Anti-CX3CL1 (fractalkine) monoclonal antibody attenuates lung and skin fibrosis in sclerodermatous graft-versus-host disease mouse model

Authors: Takumi Hasegawa, Akira Utsunomiya, Takenao Chino, Hiroshi Kasamatsu, Tomomi Shimizu, Takashi Matsushita, Takashi Obara, Naoto Ishii, Hideaki Ogasawara, Wataru Ikeda, Toshio Imai, Noritaka Oyama, Minoru Hasegawa

Published in: Arthritis Research & Therapy | Issue 1/2024

Abstract

Background

Systemic sclerosis (SSc) is an autoimmune disease characterized by vascular injury and inflammation, followed by excessive fibrosis of the skin and other internal organs, including the lungs. CX3CL1 (fractalkine), a chemokine expressed on endothelial cells, supports the migration of macrophages and T cells that express its specific receptor CX3CR1 into targeted tissues. We previously reported that anti-CX3CL1 monoclonal antibody (mAb) treatment significantly inhibited transforming growth factor (TGF)-β1-induced expression of type I collagen and fibronectin 1 in human dermal fibroblasts. Additionally, anti-mouse CX3CL1 mAb efficiently suppressed skin inflammation and fibrosis in bleomycin- and growth factor-induced SSc mouse models. However, further studies using different mouse models of the complex immunopathology of SSc are required before the initiation of a clinical trial of CX3CL1 inhibitors for human SSc.

Methods

To assess the preclinical utility and functional mechanism of anti-CX3CL1 mAb therapy in skin and lung fibrosis, a sclerodermatous chronic graft-versus-host disease (Scl-cGVHD) mouse model was analyzed with immunohistochemical staining for characteristic infiltrating cells and RNA sequencing assays.

Results

On day 42 after bone marrow transplantation, Scl-cGVHD mice showed increased serum CX3CL1 level. Intraperitoneal administration of anti-CX3CL1 mAb inhibited the development of fibrosis in the skin and lungs of Scl-cGVHD model, and did not result in any apparent adverse events. The therapeutic effects were correlated with the number of tissue-infiltrating inflammatory cells and α-smooth muscle actin (α-SMA)-positive myofibroblasts.

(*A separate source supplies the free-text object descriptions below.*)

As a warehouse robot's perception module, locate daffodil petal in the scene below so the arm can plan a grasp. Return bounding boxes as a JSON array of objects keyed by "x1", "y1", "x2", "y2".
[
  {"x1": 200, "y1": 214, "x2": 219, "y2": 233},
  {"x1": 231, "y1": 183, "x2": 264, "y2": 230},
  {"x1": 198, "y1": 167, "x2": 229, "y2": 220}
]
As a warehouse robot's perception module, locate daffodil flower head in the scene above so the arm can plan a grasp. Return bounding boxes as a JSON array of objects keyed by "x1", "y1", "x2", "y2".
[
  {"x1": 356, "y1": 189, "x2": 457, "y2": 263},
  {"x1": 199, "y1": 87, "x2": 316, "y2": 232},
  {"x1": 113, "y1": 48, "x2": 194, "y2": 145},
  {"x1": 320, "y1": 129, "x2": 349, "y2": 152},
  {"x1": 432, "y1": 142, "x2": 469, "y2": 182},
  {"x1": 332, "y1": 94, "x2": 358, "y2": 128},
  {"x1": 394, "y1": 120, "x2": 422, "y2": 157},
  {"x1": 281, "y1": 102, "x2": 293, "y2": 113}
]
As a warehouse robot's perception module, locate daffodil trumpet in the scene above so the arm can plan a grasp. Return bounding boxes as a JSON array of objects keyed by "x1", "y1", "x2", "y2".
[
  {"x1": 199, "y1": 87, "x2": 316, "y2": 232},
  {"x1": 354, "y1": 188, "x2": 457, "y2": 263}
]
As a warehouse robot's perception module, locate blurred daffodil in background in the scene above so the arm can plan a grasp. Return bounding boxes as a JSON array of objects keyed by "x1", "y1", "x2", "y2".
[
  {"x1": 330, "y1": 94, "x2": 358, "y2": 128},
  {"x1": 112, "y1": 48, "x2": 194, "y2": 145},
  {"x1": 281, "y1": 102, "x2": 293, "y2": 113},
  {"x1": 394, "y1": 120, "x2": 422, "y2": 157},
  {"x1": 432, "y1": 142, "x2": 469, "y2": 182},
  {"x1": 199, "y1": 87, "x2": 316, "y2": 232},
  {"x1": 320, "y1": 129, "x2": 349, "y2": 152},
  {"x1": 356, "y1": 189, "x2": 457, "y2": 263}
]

RNA sequencing analysis of the fibrotic skin demonstrated that cGVHD-dependent induction of gene sets associated with macrophage-related inflammation and fibrosis was significantly downregulated by mAb treatment. In the process of fibrosis, mAb treatment reduced cGVHD-induced infiltration of macrophages and T cells in the skin and lungs, especially those expressing CX3CR1.

Conclusions

Together with our previous findings in other SSc mouse models, the current results indicated that anti-CX3CL1 mAb therapy could be a rational therapeutic approach for fibrotic disorders, such as human SSc and Scl-cGVHD.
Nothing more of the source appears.